Nous avons pu mettre en œuvre ce projet grâce à un partenariat avec l’association AtoU : https://www.facebook.com/AToU.AnanAtoyama/?locale=fr_FR
L’accompagnement d’Anan, chorégraphe et danseuse internationale mais également intervenante chevronnée dans le champ social et culturel, a été très précieux. Ses conseils ont orienté notre posture dès les premières étapes : quel cadre proposer ? Quelles attentes formuler – ou non ?
Après validation des créneaux et établissement d’une convention avec le Cefedem, nous avons pu planifier quatre séances entre janvier et février 2025. Les participants ne pouvaient jamais être les mêmes, l’évaluation ne pouvant dépasser les cinq jours. Les ateliers se sont tenus dans la grande salle du Cefedem.
Contexte social et humain : une situation de grande vulnérabilité
Le centre de mise à l’abri que nous avons contacté héberge des adolescent·es exilé·es, récemment arrivés sur le territoire français, souvent sans papiers et en attente d’évaluation. Ces jeunes viennent pour la plupart du Bénin, de la Côte d’Ivoire, de Guinée ou du Mali.

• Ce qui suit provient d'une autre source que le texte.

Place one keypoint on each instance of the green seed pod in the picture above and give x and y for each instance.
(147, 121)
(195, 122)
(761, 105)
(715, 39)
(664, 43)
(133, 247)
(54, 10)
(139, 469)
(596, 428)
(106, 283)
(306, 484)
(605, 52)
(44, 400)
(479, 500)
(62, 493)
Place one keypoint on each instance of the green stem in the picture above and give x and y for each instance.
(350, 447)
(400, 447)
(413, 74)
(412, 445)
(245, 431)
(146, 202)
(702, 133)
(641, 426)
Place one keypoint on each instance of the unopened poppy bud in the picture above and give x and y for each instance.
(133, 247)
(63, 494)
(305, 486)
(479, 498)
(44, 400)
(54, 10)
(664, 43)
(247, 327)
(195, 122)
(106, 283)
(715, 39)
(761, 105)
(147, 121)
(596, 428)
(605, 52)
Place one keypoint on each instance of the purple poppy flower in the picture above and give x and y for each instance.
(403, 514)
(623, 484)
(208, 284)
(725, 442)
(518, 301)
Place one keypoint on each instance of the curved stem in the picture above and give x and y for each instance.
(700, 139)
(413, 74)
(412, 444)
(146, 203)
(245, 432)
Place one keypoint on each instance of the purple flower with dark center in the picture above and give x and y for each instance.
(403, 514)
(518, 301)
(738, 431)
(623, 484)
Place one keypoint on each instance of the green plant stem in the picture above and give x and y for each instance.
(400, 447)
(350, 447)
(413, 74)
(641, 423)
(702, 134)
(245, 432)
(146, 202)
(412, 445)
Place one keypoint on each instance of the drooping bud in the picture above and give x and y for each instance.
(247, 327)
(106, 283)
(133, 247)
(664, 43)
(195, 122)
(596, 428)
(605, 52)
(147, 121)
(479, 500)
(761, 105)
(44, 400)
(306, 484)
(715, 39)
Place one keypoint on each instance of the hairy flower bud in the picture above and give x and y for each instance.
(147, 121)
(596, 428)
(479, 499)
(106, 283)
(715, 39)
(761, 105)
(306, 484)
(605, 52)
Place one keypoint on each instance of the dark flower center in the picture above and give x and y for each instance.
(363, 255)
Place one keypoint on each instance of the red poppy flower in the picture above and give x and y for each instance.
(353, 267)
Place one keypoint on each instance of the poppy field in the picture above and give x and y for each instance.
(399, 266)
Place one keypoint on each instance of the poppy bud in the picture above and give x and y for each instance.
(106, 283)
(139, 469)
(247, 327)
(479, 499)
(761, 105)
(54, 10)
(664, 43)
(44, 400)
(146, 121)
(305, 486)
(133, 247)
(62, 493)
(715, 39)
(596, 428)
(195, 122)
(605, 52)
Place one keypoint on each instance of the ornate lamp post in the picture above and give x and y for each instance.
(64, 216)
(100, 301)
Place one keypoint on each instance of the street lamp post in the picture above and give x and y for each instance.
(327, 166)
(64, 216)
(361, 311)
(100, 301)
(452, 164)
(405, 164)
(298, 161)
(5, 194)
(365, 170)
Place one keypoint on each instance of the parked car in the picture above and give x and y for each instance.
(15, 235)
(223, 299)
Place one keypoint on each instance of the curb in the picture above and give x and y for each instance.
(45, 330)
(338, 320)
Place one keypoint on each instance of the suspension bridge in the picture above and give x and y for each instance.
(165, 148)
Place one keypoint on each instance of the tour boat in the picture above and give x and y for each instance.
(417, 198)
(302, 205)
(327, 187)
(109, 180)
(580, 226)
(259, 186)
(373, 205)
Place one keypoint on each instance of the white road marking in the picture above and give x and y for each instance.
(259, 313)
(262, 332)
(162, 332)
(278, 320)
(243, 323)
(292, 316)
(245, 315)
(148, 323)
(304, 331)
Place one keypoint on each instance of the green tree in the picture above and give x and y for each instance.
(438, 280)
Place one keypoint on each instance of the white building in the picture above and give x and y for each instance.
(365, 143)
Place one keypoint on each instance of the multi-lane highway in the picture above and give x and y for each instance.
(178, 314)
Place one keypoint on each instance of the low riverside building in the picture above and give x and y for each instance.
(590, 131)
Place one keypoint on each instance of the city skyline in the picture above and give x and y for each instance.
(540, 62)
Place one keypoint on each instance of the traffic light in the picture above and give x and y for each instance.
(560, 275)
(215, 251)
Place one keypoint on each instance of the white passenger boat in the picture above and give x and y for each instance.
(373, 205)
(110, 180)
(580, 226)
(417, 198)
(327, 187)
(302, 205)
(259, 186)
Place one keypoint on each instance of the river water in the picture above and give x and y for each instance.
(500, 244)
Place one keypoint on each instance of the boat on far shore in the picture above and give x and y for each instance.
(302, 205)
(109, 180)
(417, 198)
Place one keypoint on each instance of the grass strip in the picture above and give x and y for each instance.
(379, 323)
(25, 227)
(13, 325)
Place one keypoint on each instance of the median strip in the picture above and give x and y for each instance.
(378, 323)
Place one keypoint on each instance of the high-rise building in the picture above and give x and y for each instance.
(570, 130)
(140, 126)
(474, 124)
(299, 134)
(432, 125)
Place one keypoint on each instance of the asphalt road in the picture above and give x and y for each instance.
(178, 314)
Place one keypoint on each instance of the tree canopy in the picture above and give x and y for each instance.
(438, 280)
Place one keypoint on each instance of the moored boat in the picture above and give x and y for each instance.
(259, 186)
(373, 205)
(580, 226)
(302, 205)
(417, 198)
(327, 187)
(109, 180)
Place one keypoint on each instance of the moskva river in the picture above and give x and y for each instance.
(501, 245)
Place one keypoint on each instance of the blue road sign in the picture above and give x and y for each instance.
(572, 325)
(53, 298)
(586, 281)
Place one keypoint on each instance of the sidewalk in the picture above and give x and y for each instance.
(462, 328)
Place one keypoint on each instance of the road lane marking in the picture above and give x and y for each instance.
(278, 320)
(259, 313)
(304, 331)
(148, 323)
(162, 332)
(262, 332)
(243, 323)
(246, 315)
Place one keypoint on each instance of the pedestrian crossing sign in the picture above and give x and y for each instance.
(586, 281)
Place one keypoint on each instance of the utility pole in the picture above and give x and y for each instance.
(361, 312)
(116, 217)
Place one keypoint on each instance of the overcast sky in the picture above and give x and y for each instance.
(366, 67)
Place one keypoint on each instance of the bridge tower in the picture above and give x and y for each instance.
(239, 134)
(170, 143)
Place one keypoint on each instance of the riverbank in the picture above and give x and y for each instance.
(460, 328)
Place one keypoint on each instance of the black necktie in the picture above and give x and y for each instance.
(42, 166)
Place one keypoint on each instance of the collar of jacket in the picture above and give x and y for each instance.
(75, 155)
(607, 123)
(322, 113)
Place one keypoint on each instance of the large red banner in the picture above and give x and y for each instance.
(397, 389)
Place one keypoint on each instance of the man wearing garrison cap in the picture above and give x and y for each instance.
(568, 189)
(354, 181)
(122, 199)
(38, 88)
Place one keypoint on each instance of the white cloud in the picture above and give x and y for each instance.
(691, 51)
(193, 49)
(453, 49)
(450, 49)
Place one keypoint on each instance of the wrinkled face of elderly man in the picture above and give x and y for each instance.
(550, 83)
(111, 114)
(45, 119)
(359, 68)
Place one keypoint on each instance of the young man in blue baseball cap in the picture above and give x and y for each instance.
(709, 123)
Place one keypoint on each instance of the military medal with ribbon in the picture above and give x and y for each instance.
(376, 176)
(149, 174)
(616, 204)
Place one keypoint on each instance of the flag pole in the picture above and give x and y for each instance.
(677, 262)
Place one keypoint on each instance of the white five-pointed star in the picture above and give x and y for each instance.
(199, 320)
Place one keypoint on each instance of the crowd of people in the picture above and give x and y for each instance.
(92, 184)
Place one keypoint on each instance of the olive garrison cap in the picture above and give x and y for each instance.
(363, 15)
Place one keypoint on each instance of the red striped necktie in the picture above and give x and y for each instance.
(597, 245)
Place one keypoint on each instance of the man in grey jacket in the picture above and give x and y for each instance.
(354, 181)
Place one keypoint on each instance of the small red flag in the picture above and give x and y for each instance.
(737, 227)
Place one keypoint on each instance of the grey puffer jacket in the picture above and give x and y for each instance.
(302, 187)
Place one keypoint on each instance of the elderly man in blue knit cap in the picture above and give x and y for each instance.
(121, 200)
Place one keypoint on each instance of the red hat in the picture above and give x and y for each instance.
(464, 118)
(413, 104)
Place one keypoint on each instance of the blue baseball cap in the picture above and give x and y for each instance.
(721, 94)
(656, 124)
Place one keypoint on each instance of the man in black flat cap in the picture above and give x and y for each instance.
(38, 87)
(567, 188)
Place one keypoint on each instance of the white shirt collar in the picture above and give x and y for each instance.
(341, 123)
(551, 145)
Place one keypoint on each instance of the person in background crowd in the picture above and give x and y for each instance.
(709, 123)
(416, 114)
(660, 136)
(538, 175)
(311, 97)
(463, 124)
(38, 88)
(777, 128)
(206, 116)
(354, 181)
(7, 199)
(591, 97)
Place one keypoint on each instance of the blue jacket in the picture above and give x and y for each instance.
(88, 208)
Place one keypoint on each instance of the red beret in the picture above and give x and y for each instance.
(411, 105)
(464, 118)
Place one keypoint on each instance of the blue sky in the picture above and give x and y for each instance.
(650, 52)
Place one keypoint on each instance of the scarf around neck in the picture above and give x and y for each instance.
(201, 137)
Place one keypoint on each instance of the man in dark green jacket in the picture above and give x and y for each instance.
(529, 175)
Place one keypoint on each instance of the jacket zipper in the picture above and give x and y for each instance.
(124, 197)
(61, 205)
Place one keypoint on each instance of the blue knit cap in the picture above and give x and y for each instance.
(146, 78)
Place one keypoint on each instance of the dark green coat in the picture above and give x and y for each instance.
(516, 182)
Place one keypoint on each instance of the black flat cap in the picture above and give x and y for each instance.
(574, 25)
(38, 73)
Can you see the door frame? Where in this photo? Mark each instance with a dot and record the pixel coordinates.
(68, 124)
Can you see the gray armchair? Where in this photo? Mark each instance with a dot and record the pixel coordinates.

Tous et toutes ont en commun une histoire de rupture, de déplacement et une forme de solitude institutionnalisée.
L’incertitude administrative qui plane sur leur statut – seront-ils reconnus comme mineurs ? accueillis ou renvoyés ? – rend leur quotidien instable, souvent marqué par l’anxiété, le repli ou la méfiance. Dans ce contexte, proposer un atelier musical collectif peut paraître secondaire. Et pourtant : il peut aussi être un moyen de reprendre corps dans le réel, de faire groupe, de vivre une expérience positive, de rétablir un lien au présent.
Une première séance : improviser, ajuster, accueillir
La première séance a été révélatrice des défis que pose ce type d’intervention. Malgré les relances, nous n’avions pas reçu de confirmation claire du centre. À notre arrivée, les encadrants et les jeunes n’avaient pas été prévenus formellement. Il nous a donc fallu expliquer le projet à la volée dans les couloirs, susciter l’intérêt, motiver. Un premier pas vers l’adaptation permanente.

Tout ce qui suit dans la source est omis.